Of course it is "not true". It was a hypothetical value to aid an explanation.
My dissertation began with "To explain in a SIMPLE manner" then I went on to say "in the ORDER of 14.6 volts". The actual voltage is of no consequence, it is merely a nominal value to aid the basic explanation.
I was answering Sigmund's question of "can time substitute for volts?" in a simple manner without nominating precise values. I did not even confound it with talk of "float voltages" and the complexity of the whole charging algorithm.

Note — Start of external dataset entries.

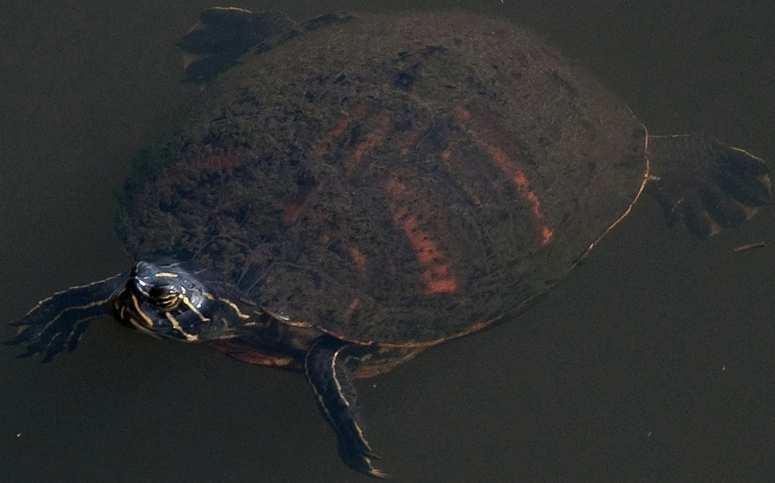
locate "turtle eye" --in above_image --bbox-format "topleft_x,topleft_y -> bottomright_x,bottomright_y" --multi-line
148,284 -> 181,310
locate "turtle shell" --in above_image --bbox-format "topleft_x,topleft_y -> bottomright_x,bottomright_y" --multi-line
117,11 -> 647,346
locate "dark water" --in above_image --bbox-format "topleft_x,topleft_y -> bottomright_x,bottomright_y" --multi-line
2,1 -> 774,482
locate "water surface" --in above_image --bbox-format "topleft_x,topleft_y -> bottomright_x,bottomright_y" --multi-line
2,1 -> 774,481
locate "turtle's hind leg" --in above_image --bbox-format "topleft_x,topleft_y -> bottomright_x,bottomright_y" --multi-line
178,7 -> 299,82
646,134 -> 771,237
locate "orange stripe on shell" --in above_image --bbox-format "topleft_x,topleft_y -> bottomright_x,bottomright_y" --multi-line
454,106 -> 554,247
384,177 -> 459,295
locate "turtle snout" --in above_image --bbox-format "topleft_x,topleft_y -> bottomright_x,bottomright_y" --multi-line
128,261 -> 161,298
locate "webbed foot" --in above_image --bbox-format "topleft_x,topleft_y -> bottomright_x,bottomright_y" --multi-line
305,337 -> 389,478
178,6 -> 298,82
646,134 -> 771,237
5,273 -> 124,362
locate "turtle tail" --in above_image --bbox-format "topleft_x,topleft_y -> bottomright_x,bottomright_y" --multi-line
645,134 -> 771,238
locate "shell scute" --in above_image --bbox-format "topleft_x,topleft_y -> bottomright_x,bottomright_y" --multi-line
119,12 -> 646,344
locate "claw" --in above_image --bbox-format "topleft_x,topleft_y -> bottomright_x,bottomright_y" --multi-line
682,193 -> 720,238
700,183 -> 748,227
717,172 -> 772,207
342,450 -> 389,480
365,463 -> 390,479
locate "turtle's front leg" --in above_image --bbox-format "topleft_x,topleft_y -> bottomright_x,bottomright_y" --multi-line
5,273 -> 125,362
304,337 -> 388,479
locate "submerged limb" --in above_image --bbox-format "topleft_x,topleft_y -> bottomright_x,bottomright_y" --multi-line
6,273 -> 125,362
178,7 -> 299,82
305,337 -> 388,478
646,134 -> 771,237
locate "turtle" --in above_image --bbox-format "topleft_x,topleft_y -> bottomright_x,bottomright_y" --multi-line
7,6 -> 771,478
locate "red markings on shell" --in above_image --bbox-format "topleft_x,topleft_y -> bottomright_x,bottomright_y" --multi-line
156,152 -> 243,196
169,152 -> 242,176
312,103 -> 370,159
282,106 -> 371,227
312,103 -> 391,175
384,177 -> 459,295
282,183 -> 319,226
282,198 -> 306,226
344,297 -> 361,321
483,142 -> 554,246
345,112 -> 391,175
453,107 -> 554,247
199,154 -> 241,170
283,104 -> 385,227
399,124 -> 427,156
349,246 -> 368,273
181,153 -> 241,171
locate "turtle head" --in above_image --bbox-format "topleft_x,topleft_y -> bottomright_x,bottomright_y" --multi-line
113,261 -> 250,342
7,261 -> 254,361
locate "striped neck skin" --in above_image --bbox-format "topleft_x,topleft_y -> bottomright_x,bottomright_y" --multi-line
112,261 -> 252,343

Ask Sigmund whose response addressed his question with some acumen.

Alan my appologies, I stopped reading at after:

"As you have pointed out, a certain minimum applied voltage is required to achieve a complete charge to a battery, in the order of 14.6 volts for a lead acid battery."

Which as you wrote later is not correct.

Thanks for the expert input gents.

I'd come to this way of thinking after a couple of years of struggling to get my batteries fully charged from a standard setup (spec below). I could drive for 3 days and see the voltmeter read 12.6 on day 2 and 12.8 on day 3 but drop to 12.2 overnight on a draw nowhere near half the 220 Ah max battery capacity.

On one occasion with the rig at home I put the 240 v smart charger on and saw the meter regularly spiking to 15.5 v briefly and dropping back. Since then I learned that's an indication of a seriously discharged battery.

Also since then I learned that a voltmeter reading of the battery is unreliable. I can guarantee they'd never dropped below an indicated 12.2 but the smart charger sensed otherwise.

So this was the rig:
120 amp standard alternator; Redarc smart isolator; 8 m of 6 B&S; 2 x 110 Ah AGMs. When discharged to 11.8 v the system could put 13.7 v and 19 amps into the batteries.

It wouldn't do what I wanted of it over 2 days (19 hours) of driving, even when I'd started with the voltmeter reading 12.8. I had the batteries load tested and they were fine. So whatever the volt x time relationship is it wasn't working for me.

HKB, your rig isn't exactly a standard setup is it, with a 24mm sq wire?

That's what, 3 B&S? So your voltage drop is going to be lower.

My impression is that 6 B&S is generally fitted. Though I note Redarc recommends 4 B&S for van/CT circuits in the 10 m realm.

"So this was the rig:
120 amp standard alternator; Redarc smart isolator; 8 m of 6 B&S; 2 x 110 Ah AGMs. When discharged to 11.8 v the system could put 13.7 v and 19 amps into the batteries."

Depends on the batteries and the cabling, I would not use 6B&S to charge batteries in a camper but many do.

11.8V is around 20%SOC, a 100Ah Marine pro discharged to 40% SOC will initially draw over 60A, 30 minutes later it will be 27.5A@13.47V, an hour later 17.5A@13.77 volts and that's being charged via around 6M of 10mm2 cable.

Again it all depends on your setup, if for example you have 2X100Ah Haze gel batteries putting a DCDC charger bigger than 20A is pointless as they just won't accept that charge rate.

If we go the other extreme and put in LifePo4 then you'll have issues trying to keep the charge current under safe level for the cabling and alternator.